While collecting internal data is useful for some data science projects, it's only one piece of the puzzle. Often, you need to gather data from external sources as well.

Even more data

There are many ways that you can collect additional data for your organization. A few common ways include APIs, public records, and Mechanical Turk, all of which we'll discuss here.

Data APIs

Let's begin with APIs. API stands for Application Programming Interface. It's an easy way of requesting data from a third party over the internet. Many companies have APIs to let your team access their data.

Some notable APIs include Twitter, Wikipedia, Yahoo! Finance, Google Maps, but there are many, many more.

If you work with a partner and think that they might have useful data, do a quick web search and see if an API exists!

Tracking a hashtag

Let's look at an example of Twitter API. Suppose we want to track Tweets with the hashtag AmazonGreatIndianFestival, We can use the twitter API to request all Tweets with this hashtag.

At this point, we have many options for analysis, we could perform a sentiment analysis on the text of each Tweet and get an idea of how people are responding to the event.
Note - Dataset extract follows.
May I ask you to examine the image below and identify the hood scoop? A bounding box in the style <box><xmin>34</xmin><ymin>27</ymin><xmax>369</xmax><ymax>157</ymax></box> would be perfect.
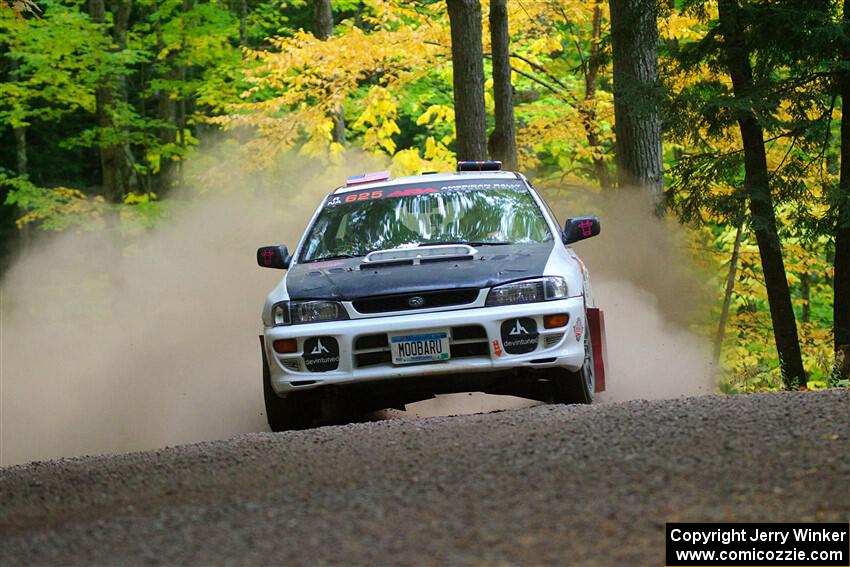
<box><xmin>360</xmin><ymin>244</ymin><xmax>476</xmax><ymax>269</ymax></box>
We could simply track how often this hashtag appears over a period of time. We could also combine this data with downloads data to see if positive tweets are correlated with more app downloads during this period.

Public records

Public records are another great way of gathering additional data. In India, data.gov.in has data available for a wide array of indicators which can be downloaded for free. Other countries also have similar sites.

This can be great source for understanding population-level trends or gathering location and economic data.

Building a training set

Previously, we discussed image recognition as a type of data science problem. In order to build a good image recognition algorithm, we need a set of pictures where the images have been already labelled, which is called our training set. But we don't need just one or two pictures. We need hundreds or thousands of pictures. Getting these images labelled can be really difficult and time consuming, and a lack of training set is often what keeps good data science projects from being completed.

Mechanical Turk

Depending on what kind of training set is needed, Mechanical Turk, also called MTurk, can be a great option. Mechanical Turk means asking humans to complete a task that we eventually plan on computerizing.

In our previous example, this would mean labelling a handful of pictures to create a training set for image recognition. Rather than asking one person to label thousands of images, we recruit thousands of people to label a few images.

To ensure quality, we might ask two or three people to review the same image and then take the most common answer. Many platforms exist to help build your Mechanical Turk problem and recruit helpers, such as AWS MTurk.

Mechanical Turk isn't just for image recognition. You can also use it to label customer reviews as positive or negative, extract text from a form, or highlight keywords in a sentence.

In the example above, users are asked to identify which sections of the image contain a street sign.